Disclaimer: Same as chapter 1.
Note: Sorry this is short, but here's a little something you asked for with Winter. I wasn't planning on writing about Winter again, I don't think, at least not to this extent, so I hope it's satisfying and as good as I think it is.
Chapter 40: Winter's Punishment
Winter stood in front of the mirror, looking over her reflection. She looked terrible, that was for sure. Her eyes had the darkest circles underneath them due to her lack of sleep, she had never seen circles as dark as the ones in the mirror at that moment. Her hair was a tangled mess and she barely had the energy to push through it. Her cheeks were slightly sunken from her loss of appetite, which was also the cause of her weight loss.
She dealt with many different emotions when she woke up every morning. The first one was the guilt, which had been there since she had gotten into a fight with Rian. Guilt that she had pushed her, and guilt over the fact that now she knew that Rian had never lied to her, except maybe keeping the secret that vampires were real (although she didn't blame her for that).
Then after she pushed the guilt down into its little box, she felt an overwhelming fear. The Cullen hadn't told her much, just that they stopped the venom from reaching her heart and that she should live out the rest of her life as a human. But with the little information, she was left to her imagination and the myths that surrounded vampires. One thing was for sure, she was helpless when Eirik had bitten her. He had appeared out of nowhere, so vampires had speed. She couldn't budge the man an inch when he held her, so they also had incredible strength. And if she were ever bitten again she would either die from the blood loss or be changed into a vampire. That was not something she wanted to live with, being a vampire. So the fear was hard to deal with. It would pop up randomly throughout her day as well. It caused her to lose interest in the human relationships around her. Her friends now seemed so petty and annoying. Her homework didn't seem to matter anymore. She was walking down a very dark path of depression and fear since that night at the Cullen's house.
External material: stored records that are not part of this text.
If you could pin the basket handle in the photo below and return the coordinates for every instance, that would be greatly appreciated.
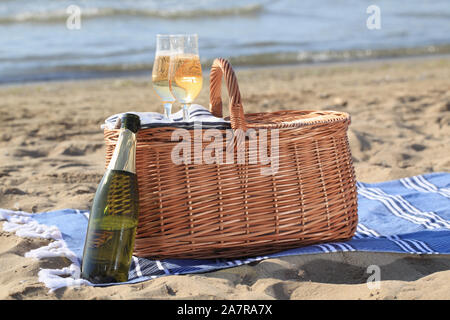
(221, 67)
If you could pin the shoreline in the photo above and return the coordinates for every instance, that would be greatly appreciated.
(52, 156)
(142, 73)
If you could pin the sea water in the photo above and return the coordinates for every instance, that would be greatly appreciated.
(45, 39)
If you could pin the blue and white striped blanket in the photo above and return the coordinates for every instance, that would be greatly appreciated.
(410, 215)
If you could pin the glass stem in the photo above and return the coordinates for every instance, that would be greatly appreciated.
(168, 109)
(186, 111)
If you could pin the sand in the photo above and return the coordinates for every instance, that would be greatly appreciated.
(52, 157)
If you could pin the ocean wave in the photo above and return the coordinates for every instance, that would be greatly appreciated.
(92, 13)
(275, 58)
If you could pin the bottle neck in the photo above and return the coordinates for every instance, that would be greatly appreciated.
(124, 156)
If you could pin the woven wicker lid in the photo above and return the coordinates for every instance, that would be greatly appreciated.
(278, 119)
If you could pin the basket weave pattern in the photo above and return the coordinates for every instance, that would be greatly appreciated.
(232, 210)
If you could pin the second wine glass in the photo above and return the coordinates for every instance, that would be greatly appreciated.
(160, 73)
(185, 71)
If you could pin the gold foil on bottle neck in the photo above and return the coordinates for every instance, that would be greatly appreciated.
(124, 156)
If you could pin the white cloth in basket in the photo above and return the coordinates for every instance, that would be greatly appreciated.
(197, 113)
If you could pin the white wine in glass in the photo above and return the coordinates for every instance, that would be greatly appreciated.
(185, 72)
(160, 73)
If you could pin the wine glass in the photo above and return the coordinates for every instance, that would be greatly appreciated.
(185, 71)
(160, 73)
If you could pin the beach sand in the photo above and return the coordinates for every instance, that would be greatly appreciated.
(52, 157)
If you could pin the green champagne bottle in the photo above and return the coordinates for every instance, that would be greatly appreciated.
(113, 220)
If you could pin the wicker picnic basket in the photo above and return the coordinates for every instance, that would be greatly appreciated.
(228, 210)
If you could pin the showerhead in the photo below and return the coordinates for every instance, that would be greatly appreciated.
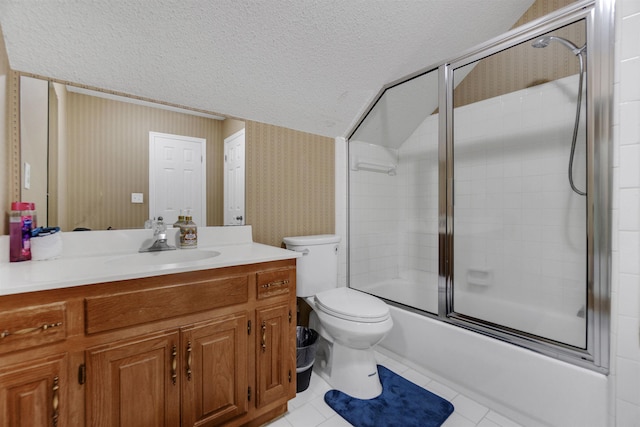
(544, 42)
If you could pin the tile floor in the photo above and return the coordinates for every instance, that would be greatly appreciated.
(308, 409)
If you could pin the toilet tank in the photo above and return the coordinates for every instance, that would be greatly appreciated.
(317, 269)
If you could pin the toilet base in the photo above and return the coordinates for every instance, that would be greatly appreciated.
(351, 371)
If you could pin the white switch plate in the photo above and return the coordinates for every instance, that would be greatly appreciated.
(27, 175)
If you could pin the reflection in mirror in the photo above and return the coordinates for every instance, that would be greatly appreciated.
(99, 152)
(393, 191)
(520, 231)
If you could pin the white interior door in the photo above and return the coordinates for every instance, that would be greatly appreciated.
(234, 179)
(176, 177)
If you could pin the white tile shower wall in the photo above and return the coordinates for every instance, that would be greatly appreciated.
(418, 190)
(341, 207)
(520, 232)
(626, 223)
(374, 227)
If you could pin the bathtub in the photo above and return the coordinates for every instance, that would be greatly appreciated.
(530, 388)
(567, 327)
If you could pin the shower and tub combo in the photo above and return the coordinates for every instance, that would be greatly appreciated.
(490, 262)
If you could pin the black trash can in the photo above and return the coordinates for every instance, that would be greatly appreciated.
(306, 345)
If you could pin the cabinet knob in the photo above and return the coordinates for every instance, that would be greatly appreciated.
(189, 361)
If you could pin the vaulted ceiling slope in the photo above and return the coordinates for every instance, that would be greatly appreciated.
(309, 65)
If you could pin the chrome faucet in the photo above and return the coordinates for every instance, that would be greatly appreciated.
(159, 242)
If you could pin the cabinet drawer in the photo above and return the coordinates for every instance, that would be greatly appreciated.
(119, 310)
(32, 326)
(273, 283)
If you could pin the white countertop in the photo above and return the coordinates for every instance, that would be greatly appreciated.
(91, 257)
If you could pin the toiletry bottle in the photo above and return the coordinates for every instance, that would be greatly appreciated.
(179, 221)
(22, 220)
(188, 233)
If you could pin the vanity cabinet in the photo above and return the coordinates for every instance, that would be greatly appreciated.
(131, 383)
(32, 392)
(215, 377)
(204, 348)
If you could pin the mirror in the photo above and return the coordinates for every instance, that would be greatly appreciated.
(85, 155)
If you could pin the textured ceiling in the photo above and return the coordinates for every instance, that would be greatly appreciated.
(309, 65)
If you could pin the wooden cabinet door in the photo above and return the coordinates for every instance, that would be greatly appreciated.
(32, 394)
(134, 382)
(273, 349)
(215, 370)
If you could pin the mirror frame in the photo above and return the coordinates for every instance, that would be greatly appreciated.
(15, 157)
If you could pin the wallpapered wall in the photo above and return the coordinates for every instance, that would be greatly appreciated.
(290, 178)
(4, 138)
(522, 66)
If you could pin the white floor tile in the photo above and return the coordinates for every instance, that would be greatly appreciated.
(309, 409)
(441, 390)
(280, 422)
(456, 420)
(306, 415)
(416, 377)
(487, 423)
(469, 408)
(501, 420)
(336, 421)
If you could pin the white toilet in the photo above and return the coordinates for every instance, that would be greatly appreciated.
(349, 322)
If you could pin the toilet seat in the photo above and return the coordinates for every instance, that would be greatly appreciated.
(352, 305)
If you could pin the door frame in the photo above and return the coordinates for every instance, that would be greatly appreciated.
(225, 195)
(152, 170)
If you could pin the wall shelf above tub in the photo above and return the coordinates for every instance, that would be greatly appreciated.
(372, 158)
(373, 166)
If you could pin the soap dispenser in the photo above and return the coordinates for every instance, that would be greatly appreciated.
(188, 233)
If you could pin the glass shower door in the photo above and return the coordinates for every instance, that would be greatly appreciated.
(519, 198)
(393, 196)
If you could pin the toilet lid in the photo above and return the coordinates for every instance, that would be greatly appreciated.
(353, 305)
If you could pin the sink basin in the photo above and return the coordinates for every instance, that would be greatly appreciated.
(178, 256)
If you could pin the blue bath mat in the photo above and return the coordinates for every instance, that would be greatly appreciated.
(401, 404)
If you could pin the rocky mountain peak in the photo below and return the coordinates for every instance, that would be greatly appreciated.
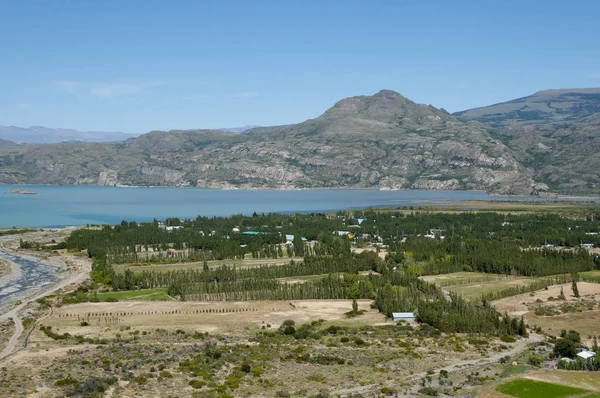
(385, 105)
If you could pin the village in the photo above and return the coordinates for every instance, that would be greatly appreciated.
(341, 300)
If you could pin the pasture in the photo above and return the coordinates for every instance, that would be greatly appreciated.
(523, 388)
(472, 285)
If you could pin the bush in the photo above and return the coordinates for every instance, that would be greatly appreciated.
(246, 368)
(432, 392)
(535, 361)
(141, 380)
(508, 339)
(195, 383)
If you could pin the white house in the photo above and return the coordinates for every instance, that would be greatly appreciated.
(585, 354)
(403, 316)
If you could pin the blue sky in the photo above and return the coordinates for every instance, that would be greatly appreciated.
(136, 66)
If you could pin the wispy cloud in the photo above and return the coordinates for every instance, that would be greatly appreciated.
(119, 89)
(243, 94)
(104, 90)
(70, 87)
(196, 96)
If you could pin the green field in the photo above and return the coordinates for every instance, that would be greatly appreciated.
(472, 285)
(537, 389)
(590, 276)
(136, 295)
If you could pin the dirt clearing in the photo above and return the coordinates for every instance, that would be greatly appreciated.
(224, 317)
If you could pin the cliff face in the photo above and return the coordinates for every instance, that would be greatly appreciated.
(555, 133)
(382, 141)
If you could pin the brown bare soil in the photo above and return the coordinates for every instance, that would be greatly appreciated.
(519, 305)
(223, 317)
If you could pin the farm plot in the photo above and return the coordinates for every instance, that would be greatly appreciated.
(523, 388)
(225, 317)
(136, 295)
(473, 285)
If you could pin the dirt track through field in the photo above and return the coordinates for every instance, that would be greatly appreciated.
(82, 271)
(517, 348)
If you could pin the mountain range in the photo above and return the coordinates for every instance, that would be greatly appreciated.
(45, 135)
(530, 145)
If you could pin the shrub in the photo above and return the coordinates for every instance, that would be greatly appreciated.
(432, 392)
(508, 339)
(141, 380)
(535, 361)
(195, 383)
(246, 368)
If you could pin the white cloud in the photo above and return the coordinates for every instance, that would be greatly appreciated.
(119, 89)
(196, 96)
(243, 94)
(104, 90)
(69, 86)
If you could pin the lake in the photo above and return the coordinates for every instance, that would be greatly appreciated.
(55, 206)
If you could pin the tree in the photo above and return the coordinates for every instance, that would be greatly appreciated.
(298, 246)
(565, 348)
(575, 278)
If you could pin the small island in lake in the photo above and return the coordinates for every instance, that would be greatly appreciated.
(21, 192)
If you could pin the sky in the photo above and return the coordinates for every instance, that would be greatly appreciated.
(136, 66)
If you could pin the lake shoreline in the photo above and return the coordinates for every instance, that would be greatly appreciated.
(73, 205)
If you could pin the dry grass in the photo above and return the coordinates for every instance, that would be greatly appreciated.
(472, 285)
(106, 319)
(521, 304)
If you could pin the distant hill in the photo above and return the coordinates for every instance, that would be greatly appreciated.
(45, 135)
(556, 133)
(545, 108)
(381, 141)
(6, 143)
(237, 129)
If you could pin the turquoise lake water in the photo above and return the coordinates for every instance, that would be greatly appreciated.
(55, 206)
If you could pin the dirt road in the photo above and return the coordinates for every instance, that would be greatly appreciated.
(517, 348)
(79, 274)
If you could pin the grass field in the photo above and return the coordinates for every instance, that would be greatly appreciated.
(135, 295)
(537, 389)
(590, 276)
(472, 285)
(246, 263)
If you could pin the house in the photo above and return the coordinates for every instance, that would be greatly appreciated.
(403, 316)
(341, 233)
(586, 355)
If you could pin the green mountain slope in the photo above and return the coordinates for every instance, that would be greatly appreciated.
(382, 141)
(556, 133)
(6, 143)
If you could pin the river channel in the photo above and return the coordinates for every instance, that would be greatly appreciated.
(28, 274)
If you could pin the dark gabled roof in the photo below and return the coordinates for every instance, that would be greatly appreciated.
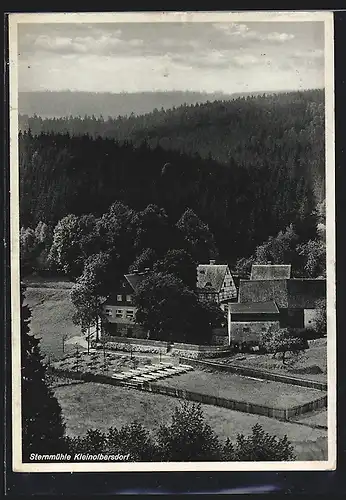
(295, 293)
(135, 279)
(254, 308)
(270, 271)
(211, 276)
(264, 291)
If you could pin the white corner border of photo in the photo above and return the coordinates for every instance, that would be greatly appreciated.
(137, 17)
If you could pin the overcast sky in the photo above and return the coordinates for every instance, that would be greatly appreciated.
(228, 57)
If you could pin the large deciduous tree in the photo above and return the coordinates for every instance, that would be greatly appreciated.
(188, 438)
(74, 240)
(282, 340)
(200, 240)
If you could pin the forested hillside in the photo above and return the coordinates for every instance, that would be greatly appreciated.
(281, 131)
(48, 104)
(61, 175)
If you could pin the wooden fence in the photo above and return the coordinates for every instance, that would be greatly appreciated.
(231, 404)
(255, 372)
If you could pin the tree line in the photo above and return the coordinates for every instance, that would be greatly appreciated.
(62, 175)
(253, 132)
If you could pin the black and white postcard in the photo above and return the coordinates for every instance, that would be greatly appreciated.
(172, 241)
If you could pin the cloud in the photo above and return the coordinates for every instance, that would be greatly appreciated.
(243, 32)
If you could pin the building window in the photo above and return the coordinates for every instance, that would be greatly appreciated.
(129, 314)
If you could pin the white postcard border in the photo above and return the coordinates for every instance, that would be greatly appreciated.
(138, 17)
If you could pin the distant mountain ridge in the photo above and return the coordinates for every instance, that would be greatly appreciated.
(49, 104)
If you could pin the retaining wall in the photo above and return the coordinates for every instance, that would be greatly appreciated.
(254, 372)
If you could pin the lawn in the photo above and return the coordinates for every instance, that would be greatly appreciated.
(311, 365)
(231, 386)
(51, 318)
(99, 406)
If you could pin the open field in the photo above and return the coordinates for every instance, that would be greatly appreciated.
(99, 406)
(312, 360)
(231, 386)
(51, 317)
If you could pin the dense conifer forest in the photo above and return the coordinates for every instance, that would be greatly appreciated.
(248, 167)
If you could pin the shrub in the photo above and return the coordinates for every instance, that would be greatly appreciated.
(282, 340)
(188, 437)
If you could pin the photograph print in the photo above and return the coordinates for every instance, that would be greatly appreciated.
(172, 241)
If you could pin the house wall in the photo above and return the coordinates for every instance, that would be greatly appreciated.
(208, 296)
(228, 289)
(122, 314)
(310, 317)
(120, 321)
(242, 331)
(219, 336)
(124, 330)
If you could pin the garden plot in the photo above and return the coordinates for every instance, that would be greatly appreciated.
(239, 388)
(99, 406)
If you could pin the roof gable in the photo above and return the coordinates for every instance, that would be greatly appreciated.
(135, 279)
(264, 291)
(270, 271)
(211, 276)
(305, 293)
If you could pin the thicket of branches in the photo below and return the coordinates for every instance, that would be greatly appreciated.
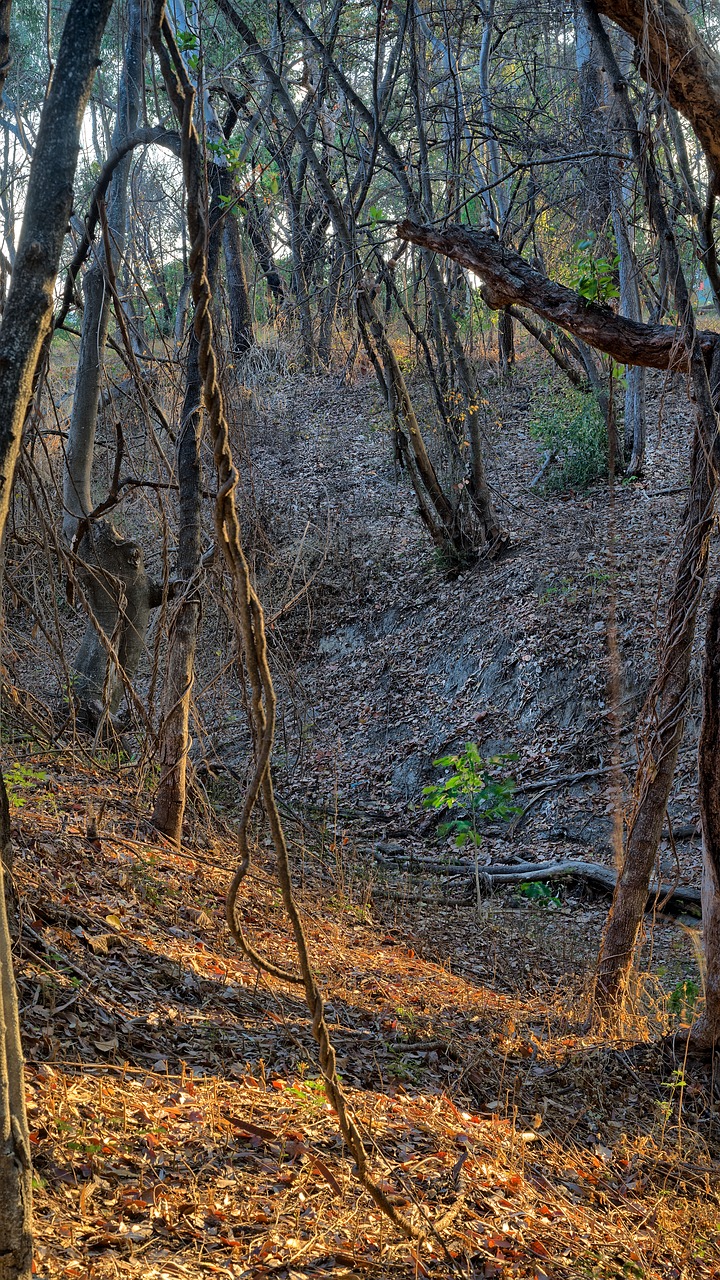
(237, 192)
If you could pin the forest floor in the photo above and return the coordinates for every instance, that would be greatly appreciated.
(178, 1125)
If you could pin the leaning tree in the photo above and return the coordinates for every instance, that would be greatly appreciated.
(679, 65)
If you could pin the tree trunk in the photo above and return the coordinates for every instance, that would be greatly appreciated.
(26, 321)
(705, 1033)
(505, 342)
(665, 713)
(238, 301)
(110, 572)
(16, 1169)
(173, 739)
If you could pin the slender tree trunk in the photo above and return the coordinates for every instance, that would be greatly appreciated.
(665, 709)
(26, 323)
(173, 739)
(16, 1169)
(110, 570)
(238, 300)
(705, 1033)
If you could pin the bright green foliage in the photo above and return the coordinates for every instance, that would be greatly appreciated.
(21, 778)
(475, 789)
(538, 892)
(595, 279)
(569, 423)
(683, 999)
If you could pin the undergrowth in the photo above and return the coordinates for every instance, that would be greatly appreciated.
(569, 424)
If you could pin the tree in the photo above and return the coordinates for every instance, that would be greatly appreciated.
(26, 321)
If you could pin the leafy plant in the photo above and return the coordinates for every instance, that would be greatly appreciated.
(683, 999)
(538, 892)
(475, 789)
(569, 424)
(595, 278)
(21, 778)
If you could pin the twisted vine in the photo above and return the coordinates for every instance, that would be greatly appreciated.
(251, 627)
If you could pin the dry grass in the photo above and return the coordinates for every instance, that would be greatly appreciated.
(178, 1127)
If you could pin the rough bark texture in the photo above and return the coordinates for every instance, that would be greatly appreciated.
(675, 60)
(48, 209)
(26, 320)
(441, 310)
(16, 1169)
(121, 598)
(113, 576)
(173, 739)
(510, 279)
(706, 1032)
(238, 300)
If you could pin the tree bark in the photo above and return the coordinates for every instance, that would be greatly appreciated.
(510, 279)
(24, 325)
(173, 737)
(238, 300)
(705, 1033)
(110, 571)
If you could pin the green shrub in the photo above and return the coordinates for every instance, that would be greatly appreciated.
(569, 424)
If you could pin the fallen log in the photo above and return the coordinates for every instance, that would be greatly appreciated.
(604, 878)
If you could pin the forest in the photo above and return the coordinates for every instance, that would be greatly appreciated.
(360, 639)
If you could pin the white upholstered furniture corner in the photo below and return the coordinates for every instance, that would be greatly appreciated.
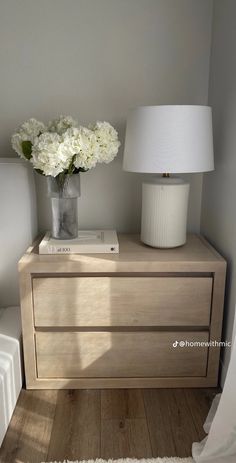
(10, 365)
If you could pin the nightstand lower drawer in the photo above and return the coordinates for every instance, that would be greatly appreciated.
(115, 354)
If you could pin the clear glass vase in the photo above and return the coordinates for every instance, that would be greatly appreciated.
(64, 193)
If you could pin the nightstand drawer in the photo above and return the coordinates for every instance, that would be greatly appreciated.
(122, 301)
(112, 354)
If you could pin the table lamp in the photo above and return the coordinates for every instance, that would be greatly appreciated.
(167, 139)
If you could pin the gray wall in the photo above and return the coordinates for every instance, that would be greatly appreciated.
(94, 59)
(219, 188)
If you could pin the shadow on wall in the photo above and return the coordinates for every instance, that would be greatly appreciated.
(18, 223)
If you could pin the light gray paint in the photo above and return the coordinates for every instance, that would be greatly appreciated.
(95, 59)
(18, 223)
(219, 190)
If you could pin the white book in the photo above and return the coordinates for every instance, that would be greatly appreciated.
(88, 242)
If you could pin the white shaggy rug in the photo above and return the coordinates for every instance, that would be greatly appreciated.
(131, 460)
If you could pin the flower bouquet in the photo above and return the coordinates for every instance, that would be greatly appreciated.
(60, 151)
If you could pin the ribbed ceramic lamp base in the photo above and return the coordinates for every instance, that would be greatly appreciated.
(164, 212)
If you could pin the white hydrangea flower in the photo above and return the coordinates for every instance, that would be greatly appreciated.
(107, 138)
(85, 146)
(61, 124)
(26, 132)
(63, 145)
(50, 155)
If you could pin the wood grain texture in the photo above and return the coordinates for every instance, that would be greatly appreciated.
(127, 301)
(29, 433)
(104, 354)
(169, 410)
(61, 425)
(134, 256)
(178, 302)
(76, 429)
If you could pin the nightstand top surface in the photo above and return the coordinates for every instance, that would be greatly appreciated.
(197, 255)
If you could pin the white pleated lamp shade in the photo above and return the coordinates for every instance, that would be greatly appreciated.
(169, 139)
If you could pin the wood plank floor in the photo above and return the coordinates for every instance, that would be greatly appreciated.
(84, 424)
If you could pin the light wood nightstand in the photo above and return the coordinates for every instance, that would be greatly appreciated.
(108, 321)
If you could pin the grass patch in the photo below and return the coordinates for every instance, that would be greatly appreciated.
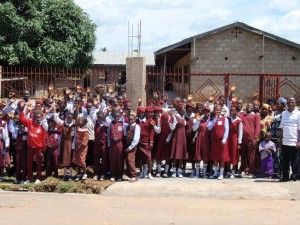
(52, 184)
(69, 187)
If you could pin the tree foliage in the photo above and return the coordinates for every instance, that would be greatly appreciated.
(45, 33)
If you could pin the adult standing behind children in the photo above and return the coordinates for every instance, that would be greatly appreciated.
(290, 140)
(36, 141)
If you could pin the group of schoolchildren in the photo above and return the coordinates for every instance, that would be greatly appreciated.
(81, 129)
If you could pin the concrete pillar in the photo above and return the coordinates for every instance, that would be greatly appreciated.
(136, 79)
(0, 81)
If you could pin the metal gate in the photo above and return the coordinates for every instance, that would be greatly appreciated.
(202, 86)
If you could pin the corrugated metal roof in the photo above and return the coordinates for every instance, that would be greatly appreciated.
(119, 58)
(230, 26)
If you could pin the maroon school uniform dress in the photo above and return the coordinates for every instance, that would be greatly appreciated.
(4, 159)
(81, 147)
(202, 142)
(116, 156)
(52, 143)
(163, 150)
(67, 135)
(100, 149)
(130, 159)
(155, 141)
(218, 152)
(233, 140)
(147, 136)
(21, 155)
(179, 148)
(189, 137)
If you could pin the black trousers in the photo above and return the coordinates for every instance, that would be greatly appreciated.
(290, 155)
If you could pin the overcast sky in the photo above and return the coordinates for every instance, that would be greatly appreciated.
(165, 22)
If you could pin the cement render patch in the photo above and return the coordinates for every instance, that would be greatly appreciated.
(207, 188)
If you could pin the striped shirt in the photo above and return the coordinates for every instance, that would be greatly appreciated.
(290, 124)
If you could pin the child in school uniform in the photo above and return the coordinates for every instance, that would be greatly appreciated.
(132, 139)
(178, 146)
(52, 143)
(116, 157)
(81, 147)
(202, 142)
(67, 137)
(267, 148)
(21, 154)
(234, 138)
(145, 145)
(100, 147)
(219, 133)
(4, 144)
(36, 141)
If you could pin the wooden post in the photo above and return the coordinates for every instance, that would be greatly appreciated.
(0, 81)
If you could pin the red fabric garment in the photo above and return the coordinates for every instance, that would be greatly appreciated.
(4, 159)
(31, 152)
(147, 136)
(100, 132)
(52, 140)
(163, 149)
(67, 134)
(116, 130)
(251, 127)
(179, 149)
(21, 156)
(36, 133)
(147, 132)
(202, 142)
(233, 140)
(81, 147)
(218, 151)
(189, 138)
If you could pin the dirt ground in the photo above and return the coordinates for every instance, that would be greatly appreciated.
(51, 208)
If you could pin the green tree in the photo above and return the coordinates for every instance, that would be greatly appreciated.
(45, 33)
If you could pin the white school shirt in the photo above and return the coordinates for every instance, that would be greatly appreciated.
(136, 137)
(211, 124)
(290, 124)
(5, 136)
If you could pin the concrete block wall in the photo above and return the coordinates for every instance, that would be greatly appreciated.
(239, 51)
(136, 79)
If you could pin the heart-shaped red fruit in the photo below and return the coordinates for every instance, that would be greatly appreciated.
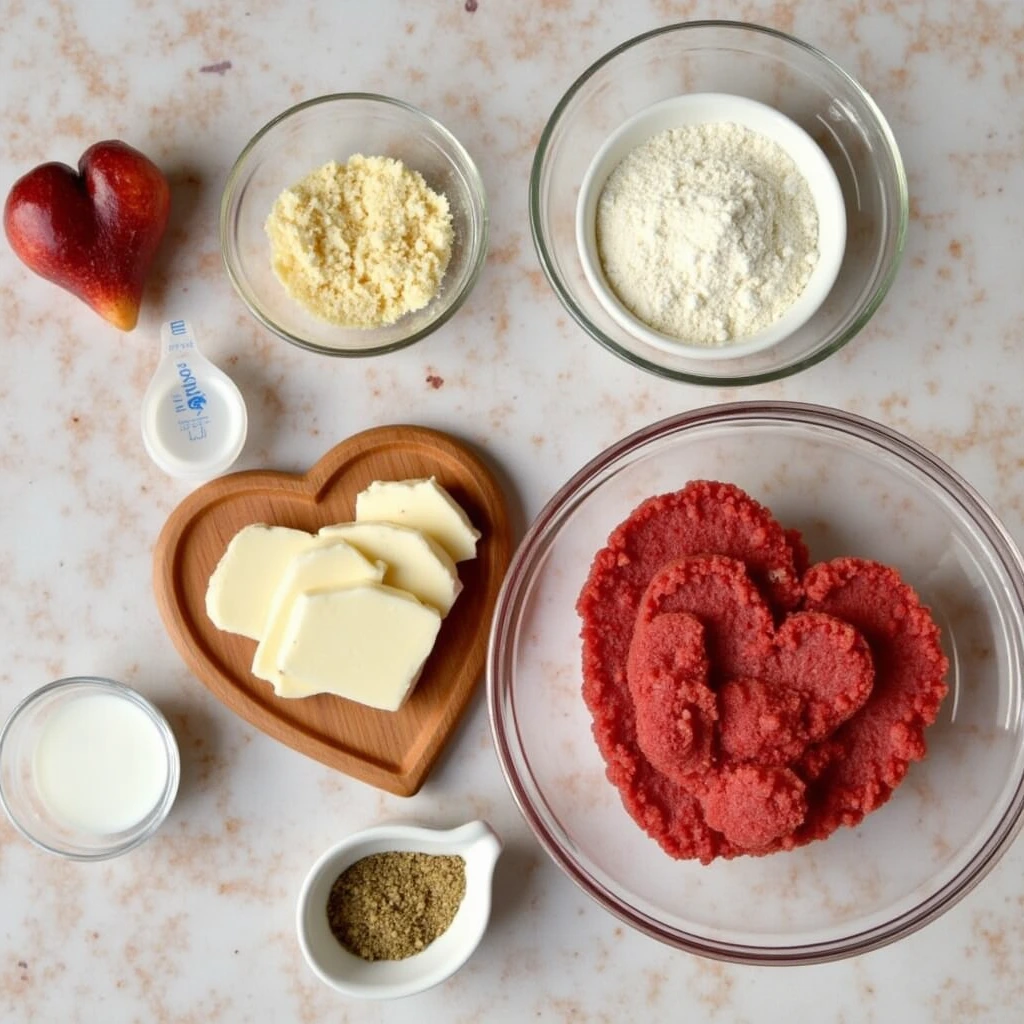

Then after all the guilt and fear was safely locked away in their boxes, confusion would set it. All the questions of how the Cullen's lived, why Rian was not scared of them, and a million of other questions would pop up. The biggest question of all was of Rian's pregnancy. When she had first saw Rian that day she had a brief moment to wonder about how big Rian had gotten over such a short amount of time. But over the last few days, or weeks, Winter wasn't sure how much time had actually passed (the days all seemed to blur together), she realized that the half vampire baby was growing much quicker than a normal human baby. The thought of the half vampire child made Winter sick, it was an abomination.
So Winter walked through her days at school half absent, her mind elsewhere as the lessons continued. Her friends had quickly lost interest in her once she became less interested in them (that and Winter's disheveled appearance at school was the cause of their abandonment). In the back of her mind, she thought this was a just punishment for her, she was slowly falling into the insanity that had plagued Rian for so many years and all because of Winter's own inability to empathize and understand Rian's predicament.
Day by day, month by month; Winter's appearance and sanity took a turn for the worse. She wasn't surprised when her mind finally broke, shattered, as Rian's had over and over; and she found herself sitting in a hospital room. Her life was never the same, she was never the same.
Her thoughts were consumed with vampires, she could no long find joy in the people around her, in dating, in art, in movies, in anything she had loved before. She was forgetting who she was and why she was that way before. All that mattered was the vampires that was now haunting her. It was too late to see the irony in her situation, it was too late to see that this could all have been avoided, it was too late to change anything about where her life was heading. All she could do now was sit in her room, eating whatever was served to her, dressing in the same white gown day after day, listening to her neighbor's sane ramblings and screams, and screaming about vampires to everyone she saw.